The Blog

Rebecca’s Reel Hints: Organize Your Project with Timelines and Maps

Why use timelines?

How do you keep your personal calendar of things to do each day? Written into a calendar hung on the wall by the fridge? Carefully noted in a day planner? Typed into your Ipad, phone, or other electronic device? Hundreds of sticky notes stuck to the front door? Some ways are better than others, but the fact of the matter is that you probably keep on schedule better when you are keeping some kind of calendar. It is a very rare person who can keep all their appointments and to-do lists in their head, collated and cross-referenced with all the relationships and demands placed upon their time. So, why do we think we can keep someone else’s life from a hundred years ago– every fact, document, and migration–  sorted in our heads at the same time? If you calendar your own life, it makes sense to “calendar” your ancestor’s life.

Start your timeline simply

There are four options, and we will discuss some pros and cons of each.

1) Paper and pencil.

Pro: If you aren’t comfortable with computers, at least you’re getting it done.

Con: Hard to adjust if you find new information.

2) Word document on your computer. Use a simple document to enter facts into a table you’ve created, or use easy-to-read bullet points. Use the footnoting option to cite and document each fact.

Pros: Easy to adjust, print, duplicate, and share.

Cons: None (in my opinion), unless you hate using the computer.

3) Create a spreadsheet.

Pros: Many people find this format familiar, and easier to refer to.

Cons: Harder to transfer the information when you are ready to write a report or narrative. Don’t forget to include a column for citations.

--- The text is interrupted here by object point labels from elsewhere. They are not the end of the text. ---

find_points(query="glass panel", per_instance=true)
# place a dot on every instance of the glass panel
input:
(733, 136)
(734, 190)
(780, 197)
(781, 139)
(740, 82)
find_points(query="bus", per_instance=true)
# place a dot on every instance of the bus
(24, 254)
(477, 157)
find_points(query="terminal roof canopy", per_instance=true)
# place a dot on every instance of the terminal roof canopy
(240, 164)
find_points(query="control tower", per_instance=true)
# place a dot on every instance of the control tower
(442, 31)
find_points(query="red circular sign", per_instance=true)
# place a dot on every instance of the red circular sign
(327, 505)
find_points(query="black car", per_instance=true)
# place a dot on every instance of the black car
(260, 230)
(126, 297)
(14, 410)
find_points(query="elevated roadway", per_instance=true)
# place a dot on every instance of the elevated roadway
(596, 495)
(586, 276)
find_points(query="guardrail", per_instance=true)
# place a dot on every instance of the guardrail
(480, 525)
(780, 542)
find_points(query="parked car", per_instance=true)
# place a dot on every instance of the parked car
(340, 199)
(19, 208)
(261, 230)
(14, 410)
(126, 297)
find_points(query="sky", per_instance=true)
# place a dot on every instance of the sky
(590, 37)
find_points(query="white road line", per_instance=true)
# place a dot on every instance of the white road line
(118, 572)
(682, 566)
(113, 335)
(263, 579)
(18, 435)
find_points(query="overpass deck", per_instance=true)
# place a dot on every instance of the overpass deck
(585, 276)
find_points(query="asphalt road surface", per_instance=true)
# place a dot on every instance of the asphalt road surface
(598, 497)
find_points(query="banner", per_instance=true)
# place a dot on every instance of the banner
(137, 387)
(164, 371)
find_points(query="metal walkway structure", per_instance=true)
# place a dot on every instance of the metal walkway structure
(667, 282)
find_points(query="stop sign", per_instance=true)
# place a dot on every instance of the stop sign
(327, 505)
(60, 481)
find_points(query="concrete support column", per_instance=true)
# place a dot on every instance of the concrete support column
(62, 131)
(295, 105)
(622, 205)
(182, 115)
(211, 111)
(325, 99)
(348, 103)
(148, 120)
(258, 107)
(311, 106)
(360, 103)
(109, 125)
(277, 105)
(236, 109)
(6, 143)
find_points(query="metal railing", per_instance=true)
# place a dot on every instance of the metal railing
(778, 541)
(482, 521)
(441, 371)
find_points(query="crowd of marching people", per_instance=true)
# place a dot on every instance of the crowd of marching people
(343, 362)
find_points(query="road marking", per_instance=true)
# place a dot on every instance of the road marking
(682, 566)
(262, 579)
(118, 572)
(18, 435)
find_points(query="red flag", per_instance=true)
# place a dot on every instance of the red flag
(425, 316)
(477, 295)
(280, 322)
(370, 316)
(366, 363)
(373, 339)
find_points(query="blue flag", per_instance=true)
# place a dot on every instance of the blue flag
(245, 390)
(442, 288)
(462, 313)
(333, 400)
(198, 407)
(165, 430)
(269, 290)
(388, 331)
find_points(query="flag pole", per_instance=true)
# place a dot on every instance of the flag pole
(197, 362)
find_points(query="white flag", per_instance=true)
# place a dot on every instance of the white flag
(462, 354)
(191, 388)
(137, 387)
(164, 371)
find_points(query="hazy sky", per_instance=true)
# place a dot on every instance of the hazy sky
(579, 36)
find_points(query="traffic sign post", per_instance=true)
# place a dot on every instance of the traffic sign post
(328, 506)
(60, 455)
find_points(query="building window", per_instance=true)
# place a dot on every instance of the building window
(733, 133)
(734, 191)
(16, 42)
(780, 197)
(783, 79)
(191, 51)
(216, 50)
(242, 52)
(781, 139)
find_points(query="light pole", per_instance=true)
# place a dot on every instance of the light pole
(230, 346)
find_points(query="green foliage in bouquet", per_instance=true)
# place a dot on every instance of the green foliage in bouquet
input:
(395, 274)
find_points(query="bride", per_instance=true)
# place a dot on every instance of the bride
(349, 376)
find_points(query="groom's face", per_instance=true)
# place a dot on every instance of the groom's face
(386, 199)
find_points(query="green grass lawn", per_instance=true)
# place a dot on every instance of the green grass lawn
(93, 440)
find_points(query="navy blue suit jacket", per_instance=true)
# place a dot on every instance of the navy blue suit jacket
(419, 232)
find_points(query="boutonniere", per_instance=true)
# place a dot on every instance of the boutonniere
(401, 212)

4) Use your computerized genealogy program to create a timeline for you.

Pros: Quick and easy.

Cons: You may not own a genealogy program. And make sure that your generated timeline cites the source of each fact.

What are the elements of an effective timeline?

Regardless of which way you decide to create your timeline, it must have five basic things: Dates, places, descriptions of the events, people involved, and citations of where the information came from. Keep it simple or make it complicated, it’s up to you. Dates can be the whole day-month-year or a simple year reference. A place should be as complete as possible, including a town (if known), county or parish, and state. Descriptions of the events vary widely from voter records to birth of a third child to an obituary. Having a list of people involved is an often-missed section of timelines; knowing who witnessed the deed or who else was in the household that census day can help with future research. Lastly, and perhaps most importantly: the citation. How can your judge between different pieces of events if information is conflicting? Using citations and applying common sense to questions like “Which document was made closer to the time of the event or created by a witness to the event?” A mother’s letter about her baby’s birth is probably more convincing than a granddaughter’s recollection. When I have a big project ahead of me, the timeline becomes my main organizational tool. I can chronologically look for clues and patterns. Do I have two men named John voting in different wards of the city on the same day? I may have two Johns, and have to watch that I keep their records separate.

Try it

Build your timeline now with the background information you collected on your focus family from last month. What do you notice? Are there gaps? Contradictions? Now go back and include major events, such as wars in that country, famines, or anything you think might reasonably have caused changes in your focus family’s lives.

Map Your Timeline

Mapping out your family’s chronology wil be as simple or as complicated as you want to make it. There are two types of maps you may find yourself needing. First, large maps of multiple counties or states that show migration patterns. Second, detailed maps of cities/counties or plats of deeded lands, created with descriptions of chains, links, compass points or cadastral survey map subdivisions. Your choice of map depends on how far your ancestor traveled or what you are looking for.

An example of how mapping out the family answered a question. Look at the map at the top of this blog article, complete with some county names. The question was “Where were Jane and William married?” Here are some points from their timeline (simplified, and without citations for this example):
• 1845 – William was born in LaSalle County, Illinois
• 1850 – Jane born in Jo Daviess County, Illinios
___? – Married in an unknown place.
• 1873 – Missouri, daughter Emma born
• 1876 – Iowa, daughter Sophie born
• 1879 – Missouri, daughter Mary born
• 1880 – Census in Nodaway County, Missouri
• 1883 – Gentry County, Missouri, son Willie born

In mapping this family’s migration,  I learned something very important. I learned that Iowa, which had been later in my timeline (where daughter Sophie had been born), turned out to be an much more important place. Using the two lines from Jane and William’s birth places to places they were known to be later, I ended up finding that they had married in Louisa County, Iowa, smack in the middle. I even found the name of Jane’s step-father on the marriage record!

Now it is your turn – What could you find out with timelines and some creative mapping? You’d be surprised. Give it a try and let us know what new information you discover!